A third possible explanation considers the increasing politicization of COVID-19 prevention measures. In a new working paper analyzing the Delta variant surge period, Krieger and colleagues [62] demonstrated that political lean (Republican vs. Democrat in 2020 presidential election) was one of two county-level variables most sharply differentiating COVID-19 risk and mortality. Political lean combined with racialized economic segregation (measured by ICE) had the greatest association with both risk and death [62]. Another national study found state-level policy decisions like ACA and Medicaid expansion, but not political characteristics (e.g., governor’s party, voting behavior), associated with lower COVID-19 rates [70]. The strong early relationship between race and COVID-19 cases shifted as the virus spread and as Black, Native, and Hispanic communities were targeted by community testing [39] and vaccination campaigns [115]. Simultaneously, anti-vaccination and anti-prevention sentiment increased among predominantly Republican and White communities [58, 84, 86]. The relationship of combined racial segregation and county-level political lean to COVID-19, or similarly politicized public health issues, could warrant further investigation. These spatial patterns in COVID-19 case rate at the census tract level suggest messaging in vaccine campaigns nuanced to local (rather than state) level perspectives may improve uptake.
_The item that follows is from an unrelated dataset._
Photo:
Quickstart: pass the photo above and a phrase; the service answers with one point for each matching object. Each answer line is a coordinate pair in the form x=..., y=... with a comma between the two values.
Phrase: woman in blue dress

Though our findings suggest clear associations between racial and economic segregation and cumulative COVID-19 case rate, they should be considered in the context of certain limitations. As an observational study, associations ought not be interpreted as causal. In other words, neither race nor income is determinative of COVID-19 incidence. A key contribution of our study is the geographic scale of analysis. Focusing on COVID-19 case rate and segregation at the census tract–level illuminated local patterns; however, analytical tradeoffs were required. The small size of some census tracts translates to a higher potential that individuals could be identified; thus, LDH does not make COVID-19 data disaggregated by demographics (e.g., age, race/ethnicity) and other outcomes (e.g., hospitalization, mortality) publicly available at the census tract level. Given our interest in local variation and the few studies that disaggregate at a scale smaller than county-level, we prioritized census tract–level analysis. This also limited our ability to model the results using direct standardized age- or race-adjusted rates at the census tract–level. As prior studies have found that age-standardization produced a wider Black-White disparity in COVID-19 mortality at the state level, our estimates of the gap may be conservative [99, 100].

Additionally, the analysis was unadjusted for population density and rurality, as these factors are not assumed to be independent of residential segregation. The extremes of racial segregation tend to occur in densely populated metropolitan areas, a phenomenon described as “hypersegregation” [79, 81]. Future analysis could explore potential mediating or moderating effects of these factors. Finally, the current study does not account for temporal or longitudinal trends. Time or time-sensitive variables (e.g., rate of community spread, testing capacity/strategy, public health policies) may modify the effect of segregation on infection rates.

Nevertheless, our findings that the relationship between racial segregation and COVID-19 cases varies geographically within a state further support evidence that social and political determinants, not biological, drive racial disparities. Small area and polarization measures provide localized information better suited to tailoring public health policy. Also, emerging evidence suggests that narrowly tailored community testimony/messaging is an effective strategy to increase vaccine uptake [50]. Recognizing the role of inequality, targeted testing, vaccination, and other public health efforts aligned with community dynamics—racial, economic, and political—at the census tract level may produce better health outcomes.